But many teachers today imply that if you believe your faith somehow contributed to your new birth, you are treating it as a “work” and, as such, are relying on “works” to save you.  At best, this view is confusing.  At worst, it implies that you are believing a different gospel and may in fact not be saved.  As hair-splitting as it seems, I have heard it preached this way, and it puts an unnecessary and disturbingly oppressive pressure and guilt on our believing brothers and sisters.  God is not the author of confusion.  So what does God require?

There is a “work” required for you to be saved.  But it is not a work of the law, it is the work of faith.  In John chapter 6, the crowd asked Jesus, ” ‘What shall we do, so that we may work the works of God?’  Jesus answered and said to them, ‘This is the work of God, that you believe in Him who He has sent’ ” (Jn 6:28,29).  Believing in Jesus, embracing His message, is the only work required for you to be saved.

In Romans chapter 4 and Galatians chapter 3, Paul reveals that Abraham was made righteous based on his faith.  His belief was not a work of the law – by which no one is saved – but was a work of faith.  “Even so Abraham believed God, and it was reckoned to him as righteousness.  Therefore, be sure that it is those who are of faith who are sons of Abraham” (Gal 3:6,7).  Our exercise of faith makes us spiritual descendants of Abraham and children of God.  “For you are all sons of God through faith in Christ Jesus” (Gal 3:26).  Your sonship came about through faith.
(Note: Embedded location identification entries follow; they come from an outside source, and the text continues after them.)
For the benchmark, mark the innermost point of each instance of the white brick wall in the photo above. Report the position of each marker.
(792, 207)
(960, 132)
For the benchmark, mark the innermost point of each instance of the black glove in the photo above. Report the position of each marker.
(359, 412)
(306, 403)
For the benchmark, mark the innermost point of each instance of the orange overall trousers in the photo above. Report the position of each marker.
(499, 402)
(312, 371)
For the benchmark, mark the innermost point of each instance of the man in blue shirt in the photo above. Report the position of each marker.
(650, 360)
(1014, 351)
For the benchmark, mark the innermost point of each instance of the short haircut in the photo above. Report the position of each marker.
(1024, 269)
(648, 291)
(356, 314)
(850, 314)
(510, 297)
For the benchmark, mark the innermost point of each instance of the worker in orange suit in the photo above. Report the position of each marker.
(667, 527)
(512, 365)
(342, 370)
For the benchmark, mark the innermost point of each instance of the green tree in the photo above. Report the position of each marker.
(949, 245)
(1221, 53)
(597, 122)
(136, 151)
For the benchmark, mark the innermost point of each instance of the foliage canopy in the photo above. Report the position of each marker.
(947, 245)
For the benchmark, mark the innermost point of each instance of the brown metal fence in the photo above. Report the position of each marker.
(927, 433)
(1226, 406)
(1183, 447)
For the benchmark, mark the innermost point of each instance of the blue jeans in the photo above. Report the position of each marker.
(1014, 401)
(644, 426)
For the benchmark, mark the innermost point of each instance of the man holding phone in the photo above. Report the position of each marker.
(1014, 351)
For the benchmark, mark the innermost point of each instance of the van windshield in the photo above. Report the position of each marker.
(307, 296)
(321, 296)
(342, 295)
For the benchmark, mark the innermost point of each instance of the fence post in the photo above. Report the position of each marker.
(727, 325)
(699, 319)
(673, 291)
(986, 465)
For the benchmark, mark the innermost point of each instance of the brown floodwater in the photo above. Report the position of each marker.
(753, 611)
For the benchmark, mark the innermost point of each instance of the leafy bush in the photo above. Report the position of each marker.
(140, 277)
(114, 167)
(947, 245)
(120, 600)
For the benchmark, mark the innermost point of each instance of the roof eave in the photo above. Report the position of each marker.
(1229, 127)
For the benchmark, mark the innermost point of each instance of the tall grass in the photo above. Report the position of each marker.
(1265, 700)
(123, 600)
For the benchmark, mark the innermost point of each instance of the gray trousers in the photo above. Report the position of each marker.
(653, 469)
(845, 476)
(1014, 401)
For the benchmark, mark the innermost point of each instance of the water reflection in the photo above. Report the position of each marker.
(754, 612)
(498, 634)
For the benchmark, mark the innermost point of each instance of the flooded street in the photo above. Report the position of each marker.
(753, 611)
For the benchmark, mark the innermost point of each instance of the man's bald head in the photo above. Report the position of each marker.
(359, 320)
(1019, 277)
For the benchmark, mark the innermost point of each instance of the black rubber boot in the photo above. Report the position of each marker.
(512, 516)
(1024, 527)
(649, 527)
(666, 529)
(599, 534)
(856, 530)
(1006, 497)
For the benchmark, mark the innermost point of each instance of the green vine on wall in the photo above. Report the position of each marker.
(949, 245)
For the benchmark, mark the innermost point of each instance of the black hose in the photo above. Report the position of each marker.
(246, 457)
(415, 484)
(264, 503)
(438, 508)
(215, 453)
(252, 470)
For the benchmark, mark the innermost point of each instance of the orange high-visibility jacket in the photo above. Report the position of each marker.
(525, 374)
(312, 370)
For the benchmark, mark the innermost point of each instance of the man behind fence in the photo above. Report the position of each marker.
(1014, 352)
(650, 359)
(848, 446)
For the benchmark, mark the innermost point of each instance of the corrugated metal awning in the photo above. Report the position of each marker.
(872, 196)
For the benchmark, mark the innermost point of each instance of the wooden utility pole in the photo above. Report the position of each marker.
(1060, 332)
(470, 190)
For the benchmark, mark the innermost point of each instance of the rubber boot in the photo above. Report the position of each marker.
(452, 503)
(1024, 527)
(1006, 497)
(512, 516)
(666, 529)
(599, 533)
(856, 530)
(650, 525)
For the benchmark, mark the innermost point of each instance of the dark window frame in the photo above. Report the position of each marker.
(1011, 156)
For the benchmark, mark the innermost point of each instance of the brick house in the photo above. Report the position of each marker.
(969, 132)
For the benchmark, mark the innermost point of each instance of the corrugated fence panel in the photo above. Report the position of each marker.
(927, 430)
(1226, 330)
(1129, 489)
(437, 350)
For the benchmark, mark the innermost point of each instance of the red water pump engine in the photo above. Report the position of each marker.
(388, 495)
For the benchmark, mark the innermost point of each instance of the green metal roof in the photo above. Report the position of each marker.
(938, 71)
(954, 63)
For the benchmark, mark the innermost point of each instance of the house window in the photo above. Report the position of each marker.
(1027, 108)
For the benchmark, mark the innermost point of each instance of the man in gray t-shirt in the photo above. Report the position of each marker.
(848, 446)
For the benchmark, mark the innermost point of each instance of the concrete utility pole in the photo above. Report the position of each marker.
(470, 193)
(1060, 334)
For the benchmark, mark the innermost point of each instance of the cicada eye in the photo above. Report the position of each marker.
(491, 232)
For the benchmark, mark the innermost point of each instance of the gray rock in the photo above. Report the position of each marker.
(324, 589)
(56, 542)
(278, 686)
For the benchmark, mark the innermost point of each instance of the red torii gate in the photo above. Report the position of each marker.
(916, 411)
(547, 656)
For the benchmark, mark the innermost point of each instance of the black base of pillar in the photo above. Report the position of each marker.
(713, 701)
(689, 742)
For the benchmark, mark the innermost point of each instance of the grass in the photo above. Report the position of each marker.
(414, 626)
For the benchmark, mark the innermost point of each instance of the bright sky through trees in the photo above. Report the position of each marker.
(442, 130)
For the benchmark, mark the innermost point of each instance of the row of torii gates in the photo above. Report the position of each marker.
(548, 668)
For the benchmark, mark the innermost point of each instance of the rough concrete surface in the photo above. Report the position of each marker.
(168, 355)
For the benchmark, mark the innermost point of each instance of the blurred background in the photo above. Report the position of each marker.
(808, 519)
The balance between God’s choice and our faith in the matter of salvation may seem like just a theoretical discussion, but I think it has powerful life-giving applications.  When we combine our faith making a difference with God’s promise to never desert us, we have a powerful assurance of salvation.  Because I have exercised my faith and have said “I believe”, I have no doubt that I am in God’s family based on the promise of Jesus about those who believe.  Without knowing that my faith was rewarded with the gift of eternal life, I might spend my life doubtful, discouraged, and wondering if I am in; if I am included in God’s choice.

Likewise, because I believe in God’s choice, my salvation is secure.  I never have to wonder if my faith was or is strong enough.  When my faith wavers, I never have to worry about being outside His secure hand.  I know I am secure in God’s hand.  He promised that (Jn 10:28-29).  What I am saying is that my faith had something to do with getting into His hand.  And knowing I got there by faith is part of my assurance of salvation.